Немецкий литературовед П. Г. Крон отмечает, что лирика А. Дросте развивалась, несмотря на страстное участие в жизни родного окружения, всё же несколько в стороне от актуальных общественных проблем. Так, исследователь утверждает: «das bewusste Aufspuren der Natur und landliche! Lebenswirklichkeit war zugleich ein Protest gegen voranschreiende Technik, gegen die alles «uberleimende» Zivilisation des Kapitalismus: damit nahm Droste eine der Romantik weltanschaulich verwandte, doch durch die realistische Umsetzung der Naturerlebnisse uber sie hinausweisende Haitunein» («то самое чувствование природы и деревенской жизненной действительности было одновременно протестом против «опутывающей» все цивилизации капитализма: тем самым Дросте занимала позицию, мировоззренчески родственную романтизму, однако выходила за рамки его, так как реалистически преображала впечатления природы»).

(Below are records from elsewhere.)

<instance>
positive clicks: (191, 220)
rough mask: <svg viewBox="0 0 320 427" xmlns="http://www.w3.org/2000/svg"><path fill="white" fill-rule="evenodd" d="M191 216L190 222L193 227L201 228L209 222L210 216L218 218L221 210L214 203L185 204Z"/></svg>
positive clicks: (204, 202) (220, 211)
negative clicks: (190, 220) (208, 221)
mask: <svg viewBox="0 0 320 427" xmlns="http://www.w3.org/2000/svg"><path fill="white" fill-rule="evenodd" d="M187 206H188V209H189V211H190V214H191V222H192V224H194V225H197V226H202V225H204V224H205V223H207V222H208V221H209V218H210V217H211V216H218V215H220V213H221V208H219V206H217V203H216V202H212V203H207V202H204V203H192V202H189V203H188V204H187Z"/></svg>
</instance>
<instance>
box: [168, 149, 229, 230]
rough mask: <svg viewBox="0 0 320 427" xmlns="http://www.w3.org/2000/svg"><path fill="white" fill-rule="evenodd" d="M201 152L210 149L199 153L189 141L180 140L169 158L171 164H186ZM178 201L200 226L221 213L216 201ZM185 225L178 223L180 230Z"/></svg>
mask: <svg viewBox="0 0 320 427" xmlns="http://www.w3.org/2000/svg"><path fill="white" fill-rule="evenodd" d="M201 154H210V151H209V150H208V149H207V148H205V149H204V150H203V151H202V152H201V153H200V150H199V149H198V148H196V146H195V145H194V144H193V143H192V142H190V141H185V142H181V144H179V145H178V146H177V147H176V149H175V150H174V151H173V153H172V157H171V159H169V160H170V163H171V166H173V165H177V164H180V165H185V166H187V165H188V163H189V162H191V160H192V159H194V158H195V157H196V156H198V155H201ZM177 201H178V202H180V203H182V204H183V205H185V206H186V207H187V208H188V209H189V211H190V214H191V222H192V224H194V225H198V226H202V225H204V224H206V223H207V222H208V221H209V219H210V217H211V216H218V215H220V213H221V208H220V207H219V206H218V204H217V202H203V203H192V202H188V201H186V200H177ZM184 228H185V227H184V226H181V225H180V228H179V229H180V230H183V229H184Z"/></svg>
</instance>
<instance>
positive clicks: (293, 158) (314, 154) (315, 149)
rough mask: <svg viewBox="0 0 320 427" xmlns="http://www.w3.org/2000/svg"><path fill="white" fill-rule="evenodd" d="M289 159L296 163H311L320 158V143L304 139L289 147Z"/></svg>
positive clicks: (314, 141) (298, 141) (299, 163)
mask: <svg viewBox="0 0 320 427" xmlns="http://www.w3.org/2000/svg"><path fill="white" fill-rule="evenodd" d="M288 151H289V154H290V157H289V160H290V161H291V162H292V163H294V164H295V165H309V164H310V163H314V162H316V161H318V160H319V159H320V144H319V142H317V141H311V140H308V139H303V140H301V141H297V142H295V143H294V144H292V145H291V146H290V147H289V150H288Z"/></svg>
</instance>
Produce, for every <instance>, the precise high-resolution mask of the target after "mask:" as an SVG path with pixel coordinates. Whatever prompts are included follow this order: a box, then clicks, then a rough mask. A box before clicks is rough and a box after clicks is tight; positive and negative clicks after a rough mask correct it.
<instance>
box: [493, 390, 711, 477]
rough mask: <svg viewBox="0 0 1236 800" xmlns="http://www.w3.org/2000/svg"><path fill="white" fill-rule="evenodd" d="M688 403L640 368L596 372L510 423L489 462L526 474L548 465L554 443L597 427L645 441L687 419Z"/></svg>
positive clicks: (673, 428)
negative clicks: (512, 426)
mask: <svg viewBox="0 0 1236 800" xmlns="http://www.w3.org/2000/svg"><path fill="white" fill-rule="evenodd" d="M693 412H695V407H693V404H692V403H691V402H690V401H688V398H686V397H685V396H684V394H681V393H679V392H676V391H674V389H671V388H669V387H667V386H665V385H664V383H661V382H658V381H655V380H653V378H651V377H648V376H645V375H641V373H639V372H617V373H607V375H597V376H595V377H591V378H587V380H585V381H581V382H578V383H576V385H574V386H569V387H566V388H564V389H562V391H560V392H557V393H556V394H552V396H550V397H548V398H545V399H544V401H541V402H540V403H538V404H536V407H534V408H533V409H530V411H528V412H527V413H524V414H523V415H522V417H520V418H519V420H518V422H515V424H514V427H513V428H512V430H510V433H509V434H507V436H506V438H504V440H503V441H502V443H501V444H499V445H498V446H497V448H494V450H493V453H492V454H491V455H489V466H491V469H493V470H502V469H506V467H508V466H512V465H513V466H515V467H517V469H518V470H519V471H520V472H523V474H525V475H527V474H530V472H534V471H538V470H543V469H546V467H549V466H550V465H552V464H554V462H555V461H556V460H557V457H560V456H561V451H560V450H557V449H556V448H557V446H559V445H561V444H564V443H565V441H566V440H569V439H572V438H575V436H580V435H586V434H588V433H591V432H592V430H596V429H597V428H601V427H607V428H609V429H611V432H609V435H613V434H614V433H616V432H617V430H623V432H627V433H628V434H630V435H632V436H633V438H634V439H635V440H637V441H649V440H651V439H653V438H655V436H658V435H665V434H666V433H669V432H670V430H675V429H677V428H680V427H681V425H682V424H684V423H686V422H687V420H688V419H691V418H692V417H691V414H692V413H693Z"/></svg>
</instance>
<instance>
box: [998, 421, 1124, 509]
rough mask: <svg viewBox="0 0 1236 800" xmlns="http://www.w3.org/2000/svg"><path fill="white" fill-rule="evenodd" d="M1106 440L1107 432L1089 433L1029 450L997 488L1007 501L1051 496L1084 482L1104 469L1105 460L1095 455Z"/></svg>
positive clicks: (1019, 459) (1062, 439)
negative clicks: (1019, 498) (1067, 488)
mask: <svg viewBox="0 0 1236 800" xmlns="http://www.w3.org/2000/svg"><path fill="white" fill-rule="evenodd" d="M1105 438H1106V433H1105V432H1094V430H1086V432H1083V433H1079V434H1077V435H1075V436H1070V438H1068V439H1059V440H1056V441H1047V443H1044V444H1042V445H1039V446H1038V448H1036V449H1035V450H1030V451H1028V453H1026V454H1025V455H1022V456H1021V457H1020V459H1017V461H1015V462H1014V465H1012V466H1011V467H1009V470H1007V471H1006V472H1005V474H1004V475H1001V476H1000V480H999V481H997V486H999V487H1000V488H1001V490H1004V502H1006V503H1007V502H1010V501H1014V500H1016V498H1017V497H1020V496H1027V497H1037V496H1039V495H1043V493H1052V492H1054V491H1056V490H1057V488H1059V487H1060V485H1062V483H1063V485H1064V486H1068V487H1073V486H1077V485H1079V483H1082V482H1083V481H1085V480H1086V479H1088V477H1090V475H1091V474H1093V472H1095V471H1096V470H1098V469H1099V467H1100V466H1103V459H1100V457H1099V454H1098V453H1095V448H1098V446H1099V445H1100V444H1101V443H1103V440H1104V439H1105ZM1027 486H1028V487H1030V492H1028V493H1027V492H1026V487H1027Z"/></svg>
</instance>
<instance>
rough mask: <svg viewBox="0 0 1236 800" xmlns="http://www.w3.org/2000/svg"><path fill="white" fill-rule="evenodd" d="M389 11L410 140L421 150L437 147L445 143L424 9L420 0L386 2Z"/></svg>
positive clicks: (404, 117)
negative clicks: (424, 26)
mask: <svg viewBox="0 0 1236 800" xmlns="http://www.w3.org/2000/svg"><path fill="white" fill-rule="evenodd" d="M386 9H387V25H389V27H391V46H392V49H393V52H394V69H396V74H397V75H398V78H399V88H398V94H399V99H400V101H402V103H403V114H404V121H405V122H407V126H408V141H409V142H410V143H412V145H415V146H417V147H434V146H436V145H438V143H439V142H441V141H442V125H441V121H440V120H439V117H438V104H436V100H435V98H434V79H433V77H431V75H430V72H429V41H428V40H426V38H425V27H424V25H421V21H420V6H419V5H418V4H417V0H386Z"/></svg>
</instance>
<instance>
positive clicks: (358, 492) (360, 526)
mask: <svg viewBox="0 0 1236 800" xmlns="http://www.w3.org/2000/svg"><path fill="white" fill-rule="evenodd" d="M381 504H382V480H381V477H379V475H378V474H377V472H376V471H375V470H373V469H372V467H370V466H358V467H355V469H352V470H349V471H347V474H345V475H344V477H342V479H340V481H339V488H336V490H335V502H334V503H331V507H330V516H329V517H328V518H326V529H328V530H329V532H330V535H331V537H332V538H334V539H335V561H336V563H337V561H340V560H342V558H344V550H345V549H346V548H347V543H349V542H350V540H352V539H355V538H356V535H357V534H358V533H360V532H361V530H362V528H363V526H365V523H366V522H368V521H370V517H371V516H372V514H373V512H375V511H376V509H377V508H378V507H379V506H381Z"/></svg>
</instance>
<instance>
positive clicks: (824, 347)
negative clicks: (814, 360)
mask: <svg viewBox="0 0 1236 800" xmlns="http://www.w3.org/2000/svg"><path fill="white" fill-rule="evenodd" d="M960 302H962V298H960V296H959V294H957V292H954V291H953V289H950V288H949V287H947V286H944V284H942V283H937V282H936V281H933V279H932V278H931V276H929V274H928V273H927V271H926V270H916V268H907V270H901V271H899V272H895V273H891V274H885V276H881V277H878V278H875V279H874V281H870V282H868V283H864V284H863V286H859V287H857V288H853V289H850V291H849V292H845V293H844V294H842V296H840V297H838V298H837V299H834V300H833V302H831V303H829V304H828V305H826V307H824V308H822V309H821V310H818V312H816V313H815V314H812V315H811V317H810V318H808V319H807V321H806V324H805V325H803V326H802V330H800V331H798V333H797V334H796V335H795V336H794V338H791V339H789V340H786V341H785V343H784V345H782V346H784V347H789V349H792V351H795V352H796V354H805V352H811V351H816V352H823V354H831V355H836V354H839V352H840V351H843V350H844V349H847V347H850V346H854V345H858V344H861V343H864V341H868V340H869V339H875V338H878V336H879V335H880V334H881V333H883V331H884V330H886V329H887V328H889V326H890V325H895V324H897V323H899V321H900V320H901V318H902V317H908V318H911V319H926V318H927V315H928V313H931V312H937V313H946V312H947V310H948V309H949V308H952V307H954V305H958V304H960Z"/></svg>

В сборнике «Droste-Hulshoffs Werke» (Мюнхен, 1973) немецкий литературовед Хорст Эрих Вольтер предлагает подробный анализ лирики и выделяет несколько ведущих тем творчества А. Дросте. По мнению исследователя, выросшая в католической семье немецкая поэтесса уже в юные годы осознаёт крах своих убеждений, ощущает всю трудность верующего человека сочетать духовное и мирское. Учёный отмечает, что духовный кризис Дросте заключается в том, что она, чувствуя себя переполненной грехом, не может прийти к покаянию, в результате чего поэтесса почти теряет веру и душевный покой: «Als Resultat ihrer geistigen Krise zeigt sich, dass sie den wahren christlichen Glauben, der die Welt uberwunden hat, nicht mehr besitzt. Das fuhrte jedoch nicht zum Abfall von der Religion, hatte es doch bedeutet, sich von ihrer bisherigen Welt, von ihrer Klasse zu losen. Sie war im Gegenteil erfullt von Sunden- und Schuldbewusstsein, aber immerhin brachte sie den Mut auf, sich dem Zweifel, dem Drangen des Verstandes zu stellen auch wenn ihr des Wissens Frucht eitel» und gefahrlich erschien». («Результатом её духовного кризиса является то, что ею больше не владела истинная христианская вера, способная победить мир. Но это всё же не привело к отходу от религии, так как означало бы полное отмежевание от её прежнего мира, от её класса. Она была напротив наполнена сознанием греха и вины, но всё-таки собралась с мужеством противостоять сомнению, натиску рассудка, несмотря на кажущийся ей «тщеславным» и опасным результат знания»). Исследователь считает, что эта внутренняя проблема, которую пытается решить немецкая поэтесса, пронизывает большинство произведений Дросте, в частности сборник религиозных стихотворений «Das Geistliche Jahr».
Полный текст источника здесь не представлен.